To see success in any DE&I practices, leadership should actively and often voice their support for all DE&I initiatives. This helps to create runway for employees to drive efforts forward on the front lines.
Leverage data to find more opportunities for equity
Needless to say, when something needs to be implemented or improved within your organization, you need a deeper understanding of where you currently sit regarding the task at hand. This is particularly relevant when it comes to updating and/or improving DE&I practices and creating opportunity for equity. Gather both qualitative and quantitative data from your employees – what do they need to thrive? What DE&I discrepancies do they notice? Use the gathered data to analyze your current policies and processes and see how you can enhance best practices for equity.
Use the gathered data to make meaningful changes toward equity.
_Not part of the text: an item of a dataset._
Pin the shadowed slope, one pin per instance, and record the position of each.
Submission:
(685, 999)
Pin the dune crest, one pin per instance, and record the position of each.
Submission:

Always be proactive about inclusion
There’s no denying it – biases in the workplace exist, even in the public sector What matters is how we address them. It’s important to acknowledge biases and then change your behavior and encourage others to do the same. Leaders, and specifically people managers within the public sector, play a huge role here Being more inclusive starts by recognizing biases that work against inclusion. Proactively identify common moments of bias within your organization, and work to rectify them. This starts from the recruiting process and lasts until an employee’s last day at an organization.
As a manager within the public sector, make it be known that everyone on your team has equal opportunities to be heard, encourage everyone to speak up, and give everyone opportunities to succeed and be elevated.
The world of work will thrive when organizations across all sectors embrace, champion, and elevate every employee. As representatives of the greater good, the public sector needs to lead by example.
Gianluca Cairo is Industry Principal, Public Sector at Ceridian, a global human capital management software company.